Rarely, it will function as a verb or an adjective or adverb –

The eager child dogged Elvis all the way home
Amelia searched doggedly through the closet.

Consider also the word run. In form, that’s a verb. Yet look at this sentence:

I took a run.

In that sentence, the word run, though it still has the form of a verb, is functioning as an object – as a noun. And in our examples with dogged and doggedly above, while dog still has the form of a noun, it is functioning in those sentences as a verb and an adverb, respectively.

A word’s form and its function prototypically agree – a noun serves as a noun, and so on. But English is famous for its functional shifts, so in many, many cases in our language, a word will have one form while having an entirely different function.

                I spend a lot of time on Facebook.
                I facebooked you that link yesterday.
                Please contact your professor.
                The red truck has a flat tire.
                Red makes me happy.


Morpheme: This is the term for the smallest meaningful unit of language. It can be a complete word; but it’s not always a complete word. So take the word smallest, for instance. That word contains two morphemes – {small} and {est}, while, for instance, doggedly has three morphemes – {dog} {ed} {ly}.

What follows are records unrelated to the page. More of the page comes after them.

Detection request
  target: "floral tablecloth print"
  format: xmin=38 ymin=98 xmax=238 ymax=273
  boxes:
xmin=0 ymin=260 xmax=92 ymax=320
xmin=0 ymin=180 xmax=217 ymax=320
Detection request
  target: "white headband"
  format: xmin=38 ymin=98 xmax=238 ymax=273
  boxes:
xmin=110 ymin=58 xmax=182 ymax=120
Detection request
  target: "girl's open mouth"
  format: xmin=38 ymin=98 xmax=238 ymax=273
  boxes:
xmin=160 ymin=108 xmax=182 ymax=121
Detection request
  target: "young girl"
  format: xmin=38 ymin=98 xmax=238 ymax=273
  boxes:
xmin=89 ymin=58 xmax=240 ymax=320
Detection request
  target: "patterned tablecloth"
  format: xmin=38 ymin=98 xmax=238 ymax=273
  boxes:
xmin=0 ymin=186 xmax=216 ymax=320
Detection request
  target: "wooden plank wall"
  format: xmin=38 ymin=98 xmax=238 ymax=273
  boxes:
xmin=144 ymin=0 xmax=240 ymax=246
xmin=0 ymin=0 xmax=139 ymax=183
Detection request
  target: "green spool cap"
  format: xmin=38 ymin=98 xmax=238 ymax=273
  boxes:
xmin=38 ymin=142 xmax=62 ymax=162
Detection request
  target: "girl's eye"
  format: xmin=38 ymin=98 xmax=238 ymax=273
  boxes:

We’ve been using morphemes, and our understanding of morphemes, since we were toddlers. Morphemes indicate to us the grammatical or semantic relationship of the words we use to one another. Thus, in the word smallest, the morpheme {est} tells us that {small} is the most small – it’s the superlative form of the comparative. In doggedly, the morpheme {ed} tells us that the event is past tense, while {ly} tells us that this word is probably acting as an adverb.

Free morphemes are those that can stand alone. So, for instance, in the word smallest, {small} and {dog} are free morphemes, since they could stand on their own as independent words. Bound morphemes, such as {est}, {ed}, and {ly} don’t stand alone. (This is a very simple explanation of a much more complex subject.)

Derivational v. inflectional morphemes: Derivational morphemes combine with another morpheme to create a new word – {drive} + {er} to make driver, for instance, or {happy} + {ness} to make happiness. These are semantic changes: new words with new meanings are created.

Inflectional morphemes combine with other morphemes to create new grammatical relationships. So, for instance, we combine {dog} plus {‘s} to get dog’s. The meaning of the word hasn’t changed – but now we expect the dog to possess something. The dog has a grammatical relationship to something in his sentence. Similarly, we combine {walk} plus {ed} to get walked – the verb is still the same, but now it has a difference tense. Grammatically, we’ve moved it into the past.

Noun Plural Inflection: The morpheme added to a word to make it plural is known as the noun plural inflection. This is usually {s}, but in some cases it can be other morphemes {en} in children or oxen, {um} in data, datum. And some plurals have a Zero Allomorph, which means they shape their plurals by adding nothing at all – as the plural of sheep is sheep, for instance.

Verb inflections:  English has only four remaining verb inflections: one for number (third person present); one for tense (past tense) and two for aspect (perfect and progressive). This will be discussed in more detail later.

Infinitive: The uninflected form of the verb. To be, to run, to sail, to eat.

Semantics: The study of meaning. When we discuss semantics in this class, we’ll mean the meaning of the words in the sentence, as opposed to their grammar.